A variable similar to ProjectionCoordinateSystem will need to be added to the NetCDF files created by the write_grid function. I think that this variable should be independent of the variable which contains the Grid.projection attribute. Also the write_grid function should offer a flag which will skip writing this variable for cases when it is not needed or cannot be determine.

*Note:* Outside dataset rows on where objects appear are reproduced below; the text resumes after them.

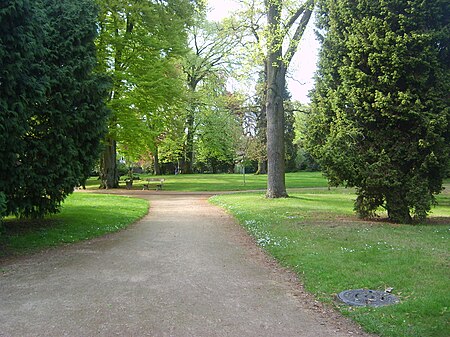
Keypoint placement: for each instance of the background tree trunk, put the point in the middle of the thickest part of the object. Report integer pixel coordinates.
(189, 146)
(262, 167)
(156, 167)
(109, 176)
(276, 81)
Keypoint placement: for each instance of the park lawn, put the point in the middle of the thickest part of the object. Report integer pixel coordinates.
(83, 216)
(223, 182)
(316, 234)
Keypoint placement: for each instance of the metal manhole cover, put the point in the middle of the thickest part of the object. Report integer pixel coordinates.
(363, 297)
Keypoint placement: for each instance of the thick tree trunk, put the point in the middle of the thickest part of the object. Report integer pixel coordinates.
(109, 176)
(276, 81)
(156, 168)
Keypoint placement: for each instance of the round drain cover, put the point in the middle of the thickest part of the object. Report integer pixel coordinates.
(363, 297)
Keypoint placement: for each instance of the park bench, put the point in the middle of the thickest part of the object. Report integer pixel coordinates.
(159, 183)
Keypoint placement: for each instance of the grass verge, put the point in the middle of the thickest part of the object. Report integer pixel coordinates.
(316, 234)
(223, 182)
(83, 216)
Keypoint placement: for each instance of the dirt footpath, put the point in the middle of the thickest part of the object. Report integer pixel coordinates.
(186, 269)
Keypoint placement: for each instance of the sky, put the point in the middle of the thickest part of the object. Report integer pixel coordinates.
(303, 65)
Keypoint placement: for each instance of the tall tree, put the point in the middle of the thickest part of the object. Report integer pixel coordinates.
(53, 114)
(211, 45)
(139, 46)
(277, 61)
(381, 112)
(272, 49)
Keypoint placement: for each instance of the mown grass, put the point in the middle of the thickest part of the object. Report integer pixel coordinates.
(223, 182)
(316, 234)
(83, 216)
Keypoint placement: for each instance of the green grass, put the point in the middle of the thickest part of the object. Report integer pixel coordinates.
(83, 216)
(316, 234)
(224, 182)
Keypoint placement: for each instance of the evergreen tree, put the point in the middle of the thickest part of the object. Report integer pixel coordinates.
(381, 110)
(52, 108)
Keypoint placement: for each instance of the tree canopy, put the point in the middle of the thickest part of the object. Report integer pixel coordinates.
(381, 114)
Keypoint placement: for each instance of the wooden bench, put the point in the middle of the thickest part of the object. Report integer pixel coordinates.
(159, 183)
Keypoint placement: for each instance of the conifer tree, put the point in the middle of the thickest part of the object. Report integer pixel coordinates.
(381, 114)
(52, 109)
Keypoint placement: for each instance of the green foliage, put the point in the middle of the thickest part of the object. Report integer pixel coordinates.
(227, 182)
(140, 45)
(52, 110)
(381, 113)
(315, 234)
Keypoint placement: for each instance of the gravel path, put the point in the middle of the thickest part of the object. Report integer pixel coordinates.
(186, 269)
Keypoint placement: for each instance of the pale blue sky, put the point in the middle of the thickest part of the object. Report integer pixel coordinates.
(303, 65)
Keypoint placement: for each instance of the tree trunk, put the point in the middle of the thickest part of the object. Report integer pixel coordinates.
(157, 169)
(262, 167)
(276, 80)
(189, 146)
(397, 208)
(109, 176)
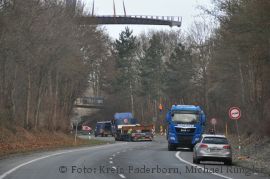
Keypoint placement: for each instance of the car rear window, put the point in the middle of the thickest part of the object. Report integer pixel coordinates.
(215, 140)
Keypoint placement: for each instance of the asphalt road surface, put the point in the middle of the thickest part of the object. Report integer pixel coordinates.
(120, 160)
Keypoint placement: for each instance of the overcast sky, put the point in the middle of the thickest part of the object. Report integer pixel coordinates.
(185, 8)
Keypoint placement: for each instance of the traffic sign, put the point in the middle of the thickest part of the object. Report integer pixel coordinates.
(235, 113)
(213, 121)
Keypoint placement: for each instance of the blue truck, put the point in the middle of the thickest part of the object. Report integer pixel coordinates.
(120, 121)
(186, 124)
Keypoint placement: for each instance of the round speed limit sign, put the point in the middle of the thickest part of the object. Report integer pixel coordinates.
(235, 113)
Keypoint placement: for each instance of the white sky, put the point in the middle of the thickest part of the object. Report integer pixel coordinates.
(185, 8)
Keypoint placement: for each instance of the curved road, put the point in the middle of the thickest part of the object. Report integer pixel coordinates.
(119, 160)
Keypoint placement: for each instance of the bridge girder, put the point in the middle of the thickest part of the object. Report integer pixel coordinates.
(132, 20)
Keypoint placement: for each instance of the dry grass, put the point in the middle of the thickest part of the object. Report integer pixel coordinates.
(24, 141)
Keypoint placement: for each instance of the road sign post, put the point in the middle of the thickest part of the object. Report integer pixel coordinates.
(76, 133)
(235, 114)
(214, 122)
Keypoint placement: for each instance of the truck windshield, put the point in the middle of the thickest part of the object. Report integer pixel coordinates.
(185, 118)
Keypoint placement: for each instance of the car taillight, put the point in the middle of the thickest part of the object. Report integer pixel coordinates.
(226, 147)
(203, 146)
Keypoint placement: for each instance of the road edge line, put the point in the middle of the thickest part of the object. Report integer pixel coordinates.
(177, 155)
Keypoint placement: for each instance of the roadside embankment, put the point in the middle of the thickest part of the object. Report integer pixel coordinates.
(254, 153)
(23, 141)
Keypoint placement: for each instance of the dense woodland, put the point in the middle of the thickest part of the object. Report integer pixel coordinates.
(47, 61)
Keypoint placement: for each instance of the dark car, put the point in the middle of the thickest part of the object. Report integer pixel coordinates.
(103, 129)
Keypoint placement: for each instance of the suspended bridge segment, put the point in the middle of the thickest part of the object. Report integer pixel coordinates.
(131, 20)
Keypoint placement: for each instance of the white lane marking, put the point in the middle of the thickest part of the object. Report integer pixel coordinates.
(122, 176)
(177, 155)
(48, 156)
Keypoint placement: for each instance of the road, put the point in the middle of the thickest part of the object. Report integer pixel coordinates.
(119, 160)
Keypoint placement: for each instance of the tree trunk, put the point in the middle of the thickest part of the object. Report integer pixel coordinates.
(26, 125)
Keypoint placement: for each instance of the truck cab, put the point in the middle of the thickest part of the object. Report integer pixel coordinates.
(122, 120)
(185, 126)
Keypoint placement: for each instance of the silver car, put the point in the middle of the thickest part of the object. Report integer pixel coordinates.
(212, 147)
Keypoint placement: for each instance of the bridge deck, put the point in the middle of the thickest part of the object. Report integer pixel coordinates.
(136, 20)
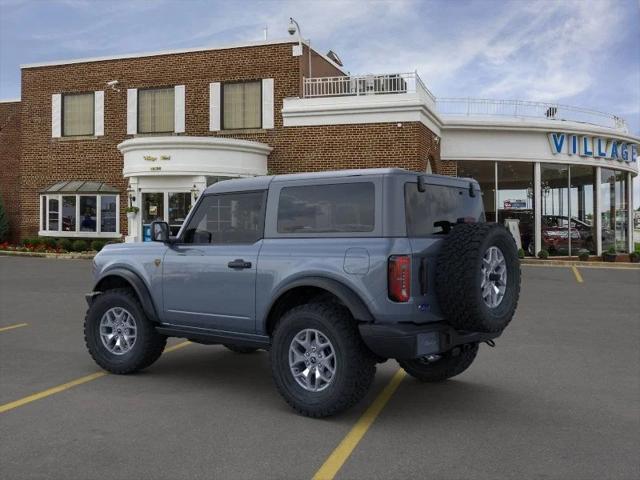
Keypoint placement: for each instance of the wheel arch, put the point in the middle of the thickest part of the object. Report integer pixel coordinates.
(123, 278)
(302, 290)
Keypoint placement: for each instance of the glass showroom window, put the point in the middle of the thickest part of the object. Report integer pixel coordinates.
(242, 105)
(79, 215)
(555, 208)
(156, 110)
(515, 201)
(582, 207)
(614, 210)
(77, 114)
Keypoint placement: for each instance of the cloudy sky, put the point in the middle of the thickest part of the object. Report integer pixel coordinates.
(580, 52)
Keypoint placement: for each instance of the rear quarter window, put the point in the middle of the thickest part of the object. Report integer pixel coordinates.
(424, 210)
(337, 208)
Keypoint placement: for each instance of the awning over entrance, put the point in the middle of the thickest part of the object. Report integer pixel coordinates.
(80, 186)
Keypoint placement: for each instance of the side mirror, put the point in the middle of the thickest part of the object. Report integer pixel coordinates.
(160, 232)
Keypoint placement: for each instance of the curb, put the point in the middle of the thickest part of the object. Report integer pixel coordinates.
(61, 256)
(578, 263)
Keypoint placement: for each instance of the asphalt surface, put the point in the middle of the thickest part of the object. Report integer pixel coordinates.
(558, 398)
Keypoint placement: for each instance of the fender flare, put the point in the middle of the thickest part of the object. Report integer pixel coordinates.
(138, 285)
(351, 300)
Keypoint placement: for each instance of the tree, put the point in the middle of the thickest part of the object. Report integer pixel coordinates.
(4, 223)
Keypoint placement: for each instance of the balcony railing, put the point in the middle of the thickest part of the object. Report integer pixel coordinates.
(525, 109)
(401, 83)
(357, 85)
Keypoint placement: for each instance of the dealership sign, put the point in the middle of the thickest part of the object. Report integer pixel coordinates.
(588, 146)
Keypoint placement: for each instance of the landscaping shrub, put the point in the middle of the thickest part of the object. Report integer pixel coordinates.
(79, 246)
(97, 245)
(65, 244)
(48, 242)
(4, 223)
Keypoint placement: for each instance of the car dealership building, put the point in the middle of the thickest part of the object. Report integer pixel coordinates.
(91, 137)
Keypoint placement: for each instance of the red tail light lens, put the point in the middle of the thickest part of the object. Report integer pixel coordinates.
(399, 278)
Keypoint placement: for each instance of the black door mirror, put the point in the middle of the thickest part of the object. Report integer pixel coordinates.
(160, 232)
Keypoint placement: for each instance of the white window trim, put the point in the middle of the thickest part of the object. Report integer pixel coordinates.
(215, 111)
(179, 109)
(77, 233)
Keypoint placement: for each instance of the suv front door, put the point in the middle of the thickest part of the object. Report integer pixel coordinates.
(209, 275)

The CDM model which Java-netCDF uses only knows about a limited number of projections, so not all pyproj projections can be represented in the file. I'm planning on writing a function that will generate an appropriate CDM ProjectionCoordinateSystem variable given a Grid.projection dictionary. When there is not a mapping better the Grid.projection and a CDM projection, this function will inform the caller (raise an exception, return None, etc). In the write_grid function this will trigger a warnings and the variable will not be included in the output. User will also be able to pass their own version of this function if desired.

Finally, I think the regular_x, regular_y, and regular_z should be renamed to x, y, z. There is no requirement that the x, y, and z coordinate need have regular spacing, only that the final grid is rectilinear using x, y, and z and the orthogonal axes.

jjhelmus commented 8 years ago

I changed the dimensions in the Grid class and files to be named x, y, and z, added access to the PyProj Proj object by way of the Grid.projection_proj property, added a global Conventions attribute to the output grid files, and added a ProjectionCoordinateSystem variable to the file which should allow them to be used with tools using the Java NetCDF library (THREDDS, toolsUI, etc)

gamaanderson commented 8 years ago

Good. I've sent a file for testing in Simepar. I'm not sure if the lack of a _CoordinateSystems attribute in the field is a problem.

jjhelmus commented 8 years ago

It shouldn't according to the "Implicit Coordinate Systems" section at http://www.unidata.ucar.edu/software/thredds/current/netcdf-java/tutorial/CoordinateAttributes.html and it did not cause an issue when the tests I ran. Still having others test to see if the files work with their software would be helpful.

gamaanderson commented 8 years ago

The File worked in Simepar. I believe there are still some things to be done (graphic, mdv etc.), but those can be done in other PR's.